Depressed People in the Bible

Sometimes we may wonder how God could use someone who battles with depression. Sometimes we may even wonder how someone who is actually being used by the Lord can get depressed.

For further study, why not consider the following people in the Bible? Consider how the Word of God describes their emotions in each situation, and then try to determine if the feelings being expressed were sinful, acceptable,  or a reasonable reaction to the situation.

  1. David – 2 Samuel 12:15-23 (his newborn); 18:33 (Absalom)
  2. Elijah – 1 Kings 19:4
  3. Job – Physical pain, personal loss, even persecution from friends. See Job 3:11; 3:26; 10:1; and 30:15-17.
  4. Jonah – see 4:3 and 9
  5. Jeremiah – “The weeping Prophet” See 20:14-18

“The LORD [is] near to those who have a broken heart, And saves such as have a contrite spirit.” – Psalm 34:18 NKJV

“He heals the brokenhearted And binds up their wounds.” – Psalm 147:3 NKJV

“He heard my cry…brought me out of the horrible pit…” – Psalm 40:1-3

Even Jesus!

I don’t know about you, but when it comes to depression, I don’t have to feel alone, even if no one else understands what I am going through. When all else fails, I can still hold on to the truth that Jesus Christ knows exactly what it feels like to be me! He knows exactly what it feels like to be YOU!

First off, Isaiah 53:3 spoke of the coming Messiah as “a man of sorrows, and acquainted with grief.”  Mark 14:34-35 speaks of Jesus as “exceedingly sorrowful.” So, even though the Son of Righteousness was God in flesh, Emmanuel, He still understood what if felt like to have “the blues.”

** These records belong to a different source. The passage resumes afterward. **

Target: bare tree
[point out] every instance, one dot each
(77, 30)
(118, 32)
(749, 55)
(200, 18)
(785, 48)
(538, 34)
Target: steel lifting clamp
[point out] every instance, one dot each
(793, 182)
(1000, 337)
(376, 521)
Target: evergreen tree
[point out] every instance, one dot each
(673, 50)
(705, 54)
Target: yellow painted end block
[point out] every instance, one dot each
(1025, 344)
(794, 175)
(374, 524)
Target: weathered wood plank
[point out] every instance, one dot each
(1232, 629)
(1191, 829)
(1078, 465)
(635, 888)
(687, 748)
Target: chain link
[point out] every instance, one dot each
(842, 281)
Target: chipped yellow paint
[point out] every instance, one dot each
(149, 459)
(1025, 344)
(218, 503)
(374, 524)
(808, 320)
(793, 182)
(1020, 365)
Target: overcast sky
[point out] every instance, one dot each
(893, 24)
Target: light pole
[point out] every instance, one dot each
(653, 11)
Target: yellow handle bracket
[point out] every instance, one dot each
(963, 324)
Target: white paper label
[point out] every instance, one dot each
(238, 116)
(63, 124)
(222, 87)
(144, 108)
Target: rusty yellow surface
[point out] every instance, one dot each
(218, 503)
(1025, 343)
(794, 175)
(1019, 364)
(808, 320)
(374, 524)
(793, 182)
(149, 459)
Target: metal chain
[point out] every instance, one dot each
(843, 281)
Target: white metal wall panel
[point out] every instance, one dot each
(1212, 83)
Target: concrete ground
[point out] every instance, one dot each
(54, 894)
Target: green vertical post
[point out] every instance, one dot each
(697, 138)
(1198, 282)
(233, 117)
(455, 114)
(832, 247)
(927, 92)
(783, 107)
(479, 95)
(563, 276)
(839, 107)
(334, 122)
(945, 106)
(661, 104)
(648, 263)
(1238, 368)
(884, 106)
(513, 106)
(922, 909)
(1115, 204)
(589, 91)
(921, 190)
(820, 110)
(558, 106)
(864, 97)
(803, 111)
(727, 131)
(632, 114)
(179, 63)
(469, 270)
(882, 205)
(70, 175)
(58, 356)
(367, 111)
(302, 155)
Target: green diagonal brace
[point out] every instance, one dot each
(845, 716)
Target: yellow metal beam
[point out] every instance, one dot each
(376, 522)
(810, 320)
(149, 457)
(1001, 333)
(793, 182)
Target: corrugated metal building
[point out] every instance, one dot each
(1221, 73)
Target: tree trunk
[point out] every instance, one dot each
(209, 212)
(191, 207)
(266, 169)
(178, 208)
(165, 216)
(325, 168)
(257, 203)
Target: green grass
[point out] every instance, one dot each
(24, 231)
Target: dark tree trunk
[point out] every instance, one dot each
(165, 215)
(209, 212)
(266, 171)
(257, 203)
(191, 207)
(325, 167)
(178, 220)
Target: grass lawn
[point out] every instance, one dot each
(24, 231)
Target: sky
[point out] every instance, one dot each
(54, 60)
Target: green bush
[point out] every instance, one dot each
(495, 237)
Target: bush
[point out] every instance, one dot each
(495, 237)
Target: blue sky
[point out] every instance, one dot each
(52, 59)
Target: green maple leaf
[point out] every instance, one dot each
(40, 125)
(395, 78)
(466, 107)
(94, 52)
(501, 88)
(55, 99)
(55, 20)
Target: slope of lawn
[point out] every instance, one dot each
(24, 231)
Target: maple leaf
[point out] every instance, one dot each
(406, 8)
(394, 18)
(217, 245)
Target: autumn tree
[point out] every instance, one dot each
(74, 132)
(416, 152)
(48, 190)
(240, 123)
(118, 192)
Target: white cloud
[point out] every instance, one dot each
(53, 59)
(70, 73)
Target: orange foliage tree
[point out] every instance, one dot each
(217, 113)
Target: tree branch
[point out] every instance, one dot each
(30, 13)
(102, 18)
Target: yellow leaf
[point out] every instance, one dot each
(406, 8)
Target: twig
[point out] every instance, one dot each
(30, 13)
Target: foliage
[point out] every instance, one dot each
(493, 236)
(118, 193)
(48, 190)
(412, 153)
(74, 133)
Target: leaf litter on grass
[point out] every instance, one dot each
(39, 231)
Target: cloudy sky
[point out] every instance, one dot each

But secondly, and even more importantly (in my opinion), Jesus understands what it feels like when our depression IS sin, or at the very least a result of sin. How is this possible?

“For our sake he made him to be sin who knew no sin, so that in him we might become the righteousness of God.” – 2 Corinthians 5:21 ESV

“Surely he has borne our griefs and carried our sorrows; yet we esteemed him stricken, smitten by God, and afflicted. But he was pierced for our transgressions; he was crushed for our iniquities; upon him was the chastisement that brought us peace, and with his wounds we are healed.” – Isaiah 53:4-5 ESV

“He himself bore our sins in his body on the tree, that we might die to sin and live to righteousness. By his wounds you have been healed.” – 1 Peter 2:24 ESV

It never fails to amaze me how so many of our questions can lead us straight back to the Cross.

A Word from C. H. Spurgeon

Around 3,000 years ago King David wrote, “Why am I discouraged? Why is my heart so sad? I will put my hope in God! I will praise him again–my Savior and my God!” –  Psalm 42:11 NLT

A more recent (1834-1892) author and preacher, the “Prince of Preachers,” the great Charles Hadden Spurgeon, wrote something very similar, and I personally find it very encouraging. Few modern pastors or Christian authors – even secular ones – could hope to reach the pinnacle of success that C. H. Spurgeon reached; yet, even though he fought bitterly with unexplained fits of debilitating depression, he said the following:

“I am the subject of depression so fearful that I hope none of you ever get to such extremes of wretchedness as I go to.  But I always get back again by this–I know that I trust Christ.  I have no reliance but in Him, and if He falls, I shall fall with Him.  But if He does not, I shall not.  Because He lives, I shall live also, and I spring to my legs again and fight with my depressions of spirit and get the victory through it.  And so may you do, and so you must, for there is no other way of escaping from it.” (12.298)

I hope this third post on depression was helpful in some way. You are not alone, you don’t have to go through it alone, and there is Hope.